OAKLAND — The 48-year-old man accused of fatally shooting a parole agent Thursday in East Oakland was released from jail just months earlier for a random 2022 stabbing near Lake Merritt where witnesses said he had been mumbling and talking to himself before the attack.
New details began to emerge Friday about Bryan Keith Hall, the Oakland man authorities say shot and killed a parole agent inside a state corrections office in East Oakland. The death of Joshua Byrd, 40, marked the first on-duty killing of a California Department of Corrections and Rehabilitation officer in seven years.
Hall remained held without bail Friday morning at the Santa Rita Jail on suspicion of first-degree murder, while awaiting an arraignment scheduled for Monday.
Court records show Hall has faced numerous arrests over the past 30 years across Northern California, including in Alameda, Contra Costa and Stanislaus counties.
Most recently, he was sentenced Feb. 5 in the 2022 stabbing of a man in Oakland’s Lakeshore retail area.
The stabbing happened around 11:20 a.m. the morning of Nov. 21, 2022, in 3200 block of Lakeshore Avenue, in one of the city’s busiest commercial areas. Witnesses claimed he attacked a man — who appeared to be either hanging posters outside a building or talking on his phone — completely at random, plunging a knife into his lower neck before fleeing, according to court testimony.
One person saw Hall panhandling before the attack, while another person said Hall approached his vehicle and spoke incoherently.
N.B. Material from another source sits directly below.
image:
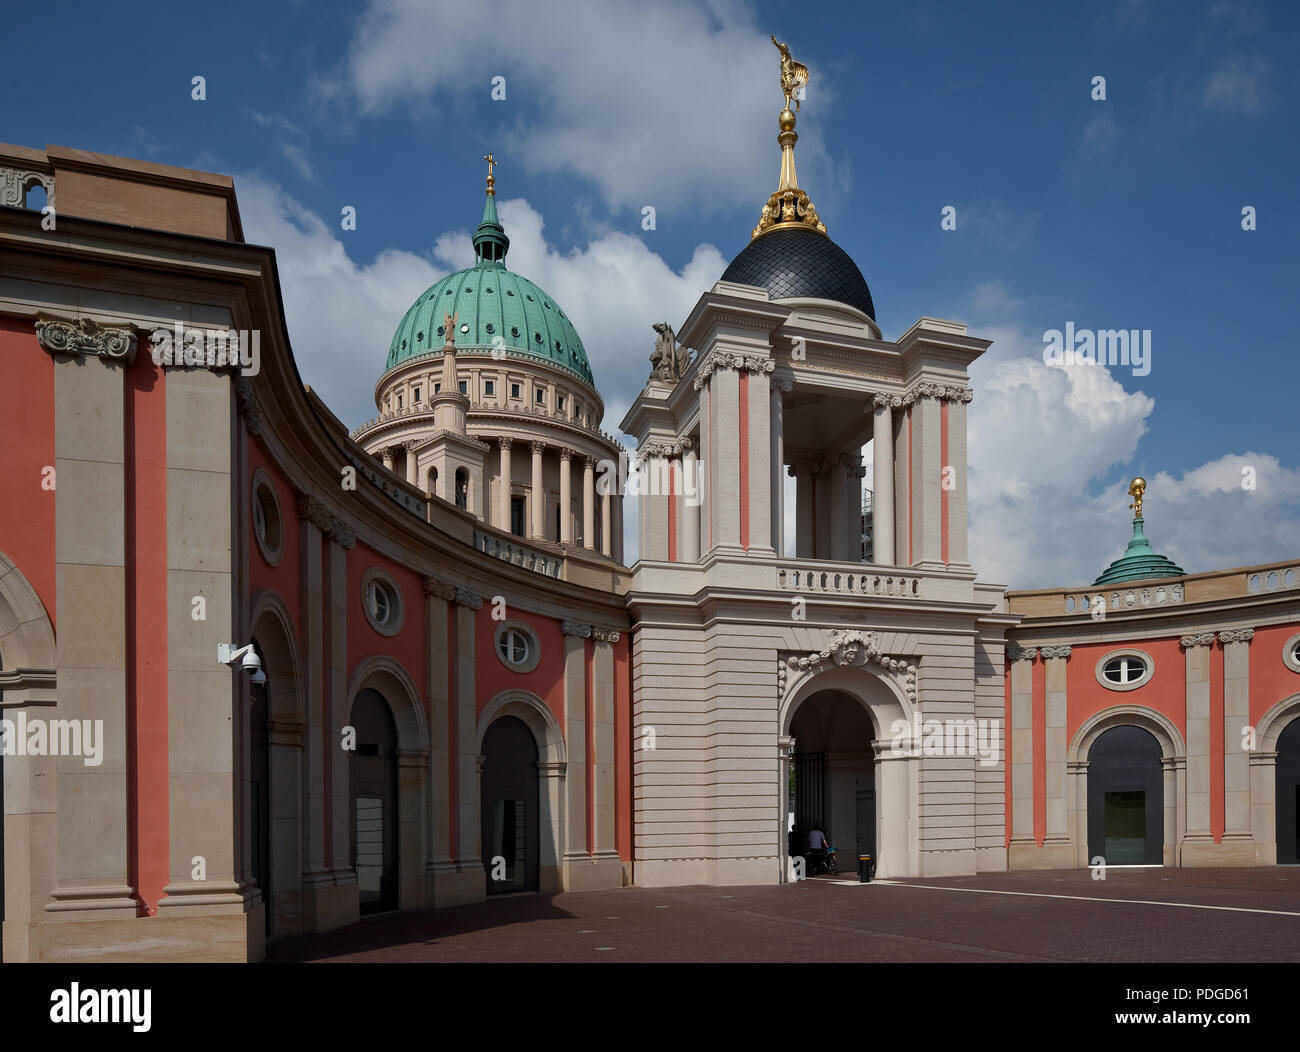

Everyone who saw the encounter said that Hall appeared to either talking or mumbling to himself in the moments beforehand, court records show.
Oakland police quickly arrested Hall, and he was later charged with attempted murder.
At a key evidentiary hearing in November 2024, Hall’s public defender raised serious concerns about the man’s wellbeing, suggesting the attack was “likely driven by some sort of mental health issues.” Even so, Alameda County Judge Thomas Reardon said enough evidence existed to send the case to trial.
In January, Hall accepted a plea deal in the case that called for him to plead no contest to felony assault with a deadly weapon, in exchange for all of the other counts being dropped, court records show. He was expected to be sentenced to four years in state prison, and he could shave half of that prison sentence off with good behavior.
Since Hall had already spent more than two years at Santa Rita Jail awaiting trial on the charges, he was expected to be released the day of his sentencing, which was scheduled for Feb. 5, Judge Thomas Nixon said at the plea hearing.
Defendants in such cases typically spend two years on parole, according to state sentencing guidelines.
It remained unclear early Friday afternoon whether Byrd was Hall’s personal parole agent, or whether the two had previously interacted. It also was not immediately clear where Hall had been living, and what types of services he had been receiving while on parole.
Hall has faced numerous other charges in previous incidents. He was convicted of second-degree robbery conviction in Alameda County in 1996, and assault with force likely to produce great bodily injury, unlawful taking of a vehicle and evading police in Stanislaus County in November 2017. Other convictions include drug offenses and vehicle theft and possession of a firearm by a felon.